監督:マックス・ギア、ダニア・パスキーニ、振付:ウィル・タケット、ケンリック・サンディhttp://www.streetdancethemovie.jp/
ストリートダンスにバレエを取り込むテーマは魅力的ね。 でもダンスの楽しさが発揮されていない。 その理由は、
1.バレエダンサーを引き抜くストーリーは面白い。 しかし肉付けが上手くない。 中身の薄いインド製ダンス映画と同じね。

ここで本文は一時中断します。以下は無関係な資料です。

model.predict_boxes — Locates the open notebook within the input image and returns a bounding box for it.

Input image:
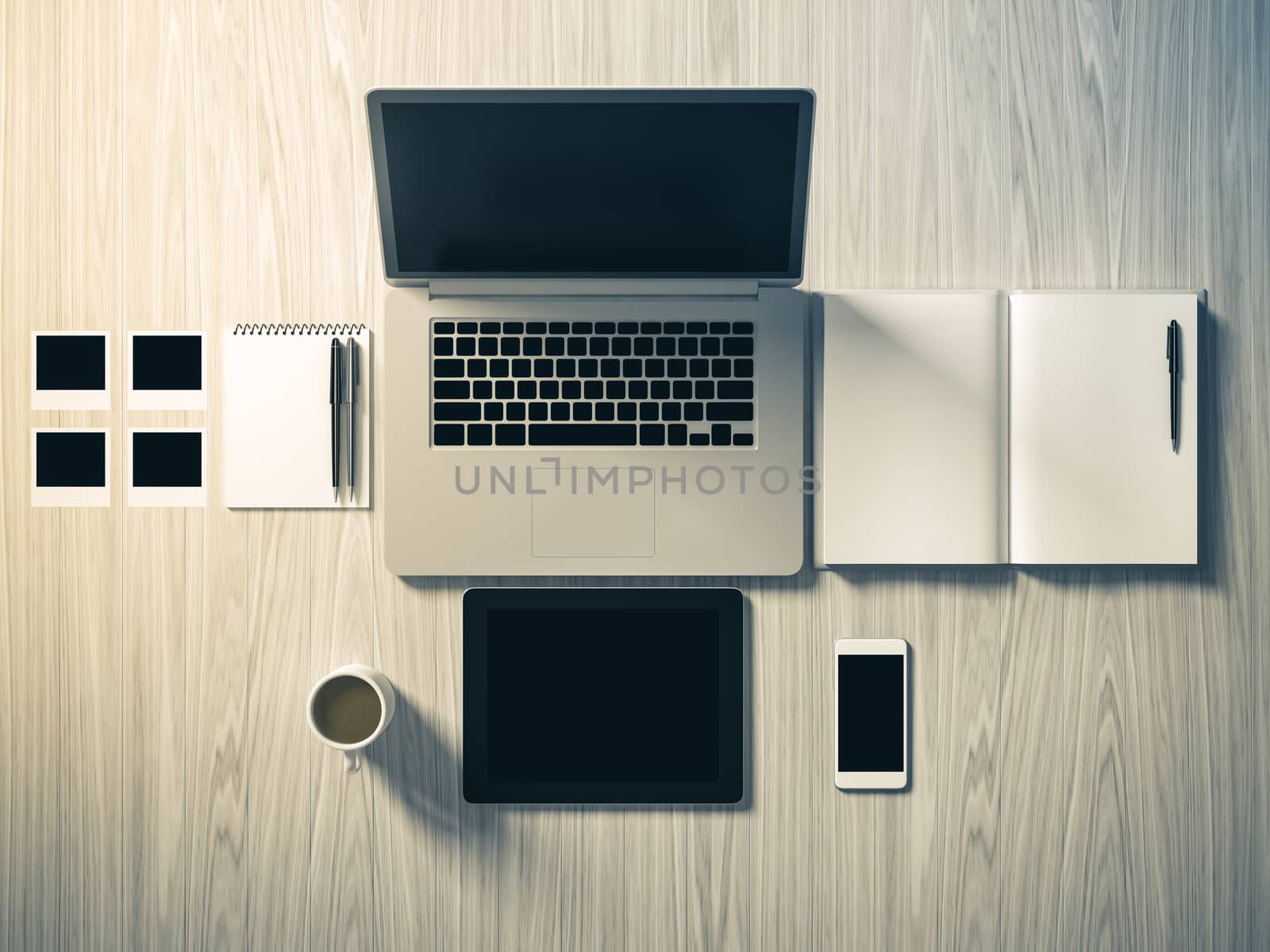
[222,325,371,509]
[813,290,1203,566]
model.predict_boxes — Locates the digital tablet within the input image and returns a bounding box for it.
[462,588,745,804]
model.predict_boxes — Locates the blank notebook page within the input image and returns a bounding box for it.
[1010,292,1199,565]
[222,328,371,509]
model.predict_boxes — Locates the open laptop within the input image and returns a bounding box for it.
[367,89,814,575]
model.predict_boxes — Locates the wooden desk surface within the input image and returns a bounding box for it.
[0,0,1270,950]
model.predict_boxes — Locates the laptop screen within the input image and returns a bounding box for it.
[368,90,811,281]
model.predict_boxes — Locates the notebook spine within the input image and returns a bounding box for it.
[233,324,366,338]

2.バレエを組み込んだ振付は良いとはいえないわ。 作成過程も省いているし・・。 特に台や布の利用はストリートに合わない。
3.カメラの切り替えが早すぎててダンスをゆっくり見ることができない。 何を観客に一番みせたいのかわからないわ。
HPをみると来春に続編が来るようね。 でも同じような内容ならダメよ。

2012年11月1日木曜日

■女司祭-危機三部作・第三部

作・演出:アールパート・シリング,出演:クレタクール
東京芸術劇場・シアターイースト,2012.10.27-30
ブタペスト育ちの女優が演劇教師となりルーマニアの田舎町に家族と共に赴任する話です。 彼女が日常生活での問題点を議論にあげて生徒にぶつけていきます。 生徒の生活体験談や現地の映像も取り入れながら進行します。

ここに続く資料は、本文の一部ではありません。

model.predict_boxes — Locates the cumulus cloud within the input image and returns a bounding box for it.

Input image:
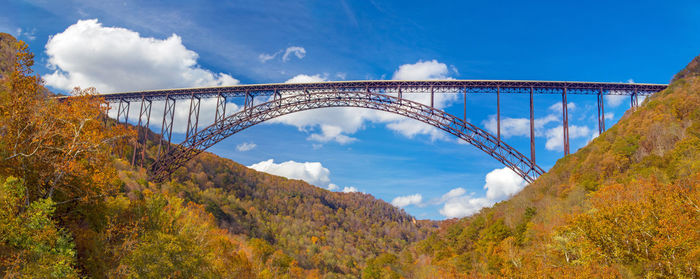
[484,167,525,201]
[392,59,456,80]
[236,142,258,152]
[308,125,357,144]
[248,159,330,187]
[284,74,328,83]
[258,46,306,63]
[391,194,423,207]
[605,95,629,108]
[282,46,306,62]
[270,60,458,147]
[16,28,36,41]
[438,167,526,218]
[44,19,239,92]
[549,102,576,112]
[545,125,592,151]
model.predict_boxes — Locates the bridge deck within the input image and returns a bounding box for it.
[54,80,667,101]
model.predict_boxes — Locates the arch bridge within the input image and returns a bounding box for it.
[83,80,667,182]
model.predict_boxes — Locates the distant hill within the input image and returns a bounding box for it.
[395,57,700,278]
[120,132,438,278]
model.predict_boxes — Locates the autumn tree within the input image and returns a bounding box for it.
[0,41,133,206]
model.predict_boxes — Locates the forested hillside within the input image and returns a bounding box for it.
[0,34,436,278]
[0,34,700,278]
[394,57,700,278]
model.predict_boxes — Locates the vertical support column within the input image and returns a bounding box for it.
[214,92,226,126]
[561,87,569,156]
[158,95,175,157]
[496,86,501,142]
[463,86,467,124]
[530,87,535,169]
[399,85,403,104]
[185,93,200,141]
[104,100,112,127]
[243,90,253,112]
[139,100,153,167]
[598,87,605,135]
[131,95,146,167]
[117,99,130,126]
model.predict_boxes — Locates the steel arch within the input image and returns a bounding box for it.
[150,89,544,182]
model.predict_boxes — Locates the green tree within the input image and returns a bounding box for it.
[0,177,78,278]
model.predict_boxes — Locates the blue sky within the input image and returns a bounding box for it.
[0,0,700,219]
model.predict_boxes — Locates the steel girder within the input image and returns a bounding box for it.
[150,89,544,185]
[64,80,667,102]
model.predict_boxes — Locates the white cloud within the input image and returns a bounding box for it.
[270,60,458,144]
[392,59,456,80]
[308,125,357,144]
[549,102,576,112]
[440,187,467,203]
[342,186,359,193]
[545,125,592,151]
[17,28,36,41]
[282,46,306,62]
[284,74,328,83]
[605,95,628,108]
[44,19,239,92]
[236,142,258,152]
[248,159,331,186]
[391,194,423,207]
[258,50,282,63]
[258,46,306,63]
[438,167,526,218]
[484,167,525,201]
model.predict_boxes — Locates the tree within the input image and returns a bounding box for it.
[0,41,133,206]
[0,177,78,278]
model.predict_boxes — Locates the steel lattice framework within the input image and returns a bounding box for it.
[63,80,667,185]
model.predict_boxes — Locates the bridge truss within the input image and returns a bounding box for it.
[66,80,667,182]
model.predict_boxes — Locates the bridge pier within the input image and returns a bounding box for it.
[496,86,501,141]
[214,91,228,125]
[561,87,569,156]
[131,95,152,167]
[157,95,175,157]
[117,99,130,126]
[462,86,467,123]
[530,87,536,167]
[185,93,200,145]
[598,88,605,135]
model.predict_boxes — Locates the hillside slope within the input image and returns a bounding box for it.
[0,34,436,278]
[404,57,700,278]
[119,137,437,278]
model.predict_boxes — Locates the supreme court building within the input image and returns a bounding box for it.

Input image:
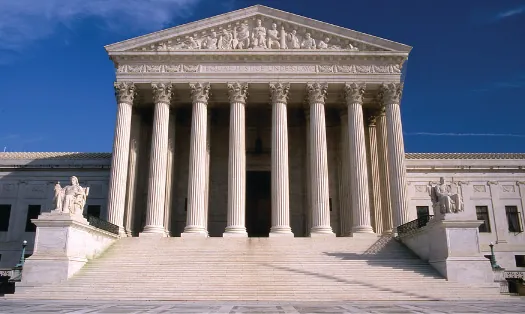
[0,6,525,274]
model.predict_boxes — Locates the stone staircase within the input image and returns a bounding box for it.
[10,237,506,301]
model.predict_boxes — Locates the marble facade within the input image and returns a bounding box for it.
[0,6,525,272]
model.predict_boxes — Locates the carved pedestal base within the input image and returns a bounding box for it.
[17,211,118,291]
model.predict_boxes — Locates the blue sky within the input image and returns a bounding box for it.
[0,0,525,152]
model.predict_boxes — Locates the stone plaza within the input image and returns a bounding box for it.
[0,6,525,302]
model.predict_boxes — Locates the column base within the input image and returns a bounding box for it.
[139,226,166,238]
[352,226,374,234]
[268,230,295,238]
[352,232,380,239]
[222,231,248,238]
[180,230,208,238]
[310,232,336,238]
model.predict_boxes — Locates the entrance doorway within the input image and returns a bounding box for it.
[246,171,272,237]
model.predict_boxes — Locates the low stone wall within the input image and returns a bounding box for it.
[17,212,118,291]
[399,218,494,284]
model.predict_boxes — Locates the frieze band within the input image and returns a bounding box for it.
[117,64,401,74]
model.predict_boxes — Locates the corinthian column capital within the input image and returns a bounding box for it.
[306,82,328,105]
[190,83,210,103]
[270,83,290,104]
[228,82,248,104]
[379,83,403,106]
[344,83,366,104]
[151,83,172,104]
[113,82,136,105]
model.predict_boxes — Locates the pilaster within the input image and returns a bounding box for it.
[223,82,248,237]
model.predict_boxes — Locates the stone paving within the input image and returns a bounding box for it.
[0,297,525,314]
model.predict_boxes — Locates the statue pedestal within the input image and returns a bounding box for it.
[17,211,118,291]
[400,214,494,284]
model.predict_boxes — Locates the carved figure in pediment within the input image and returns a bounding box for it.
[233,23,250,49]
[287,29,301,49]
[252,20,267,48]
[218,30,233,49]
[268,23,281,49]
[301,33,315,49]
[430,177,464,214]
[346,44,359,51]
[317,37,330,49]
[185,36,201,49]
[53,176,89,216]
[202,32,217,50]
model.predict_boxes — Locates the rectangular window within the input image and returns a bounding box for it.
[505,206,523,232]
[26,205,41,232]
[514,255,525,267]
[476,206,490,232]
[0,204,11,231]
[87,205,100,218]
[416,206,430,219]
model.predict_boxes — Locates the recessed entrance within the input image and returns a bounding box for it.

時々舞台状況や子供の存在意義についての質問を観客に向けます。 観客はそれに参加しなければなりません。 緊張感があります。 そして子供たちが貧困・差別・宗教に対峙する姿が現れてきます。 舞台の中高校生はとても不思議な感じがしますね。
彼らの現実生活と舞台演技が入り混じるためです。 国を越えての教師移動やキリスト教の影響力は島国で無神論の日本では想像し難いところです。 ヨーロッパのディープな課題が現れている舞台です。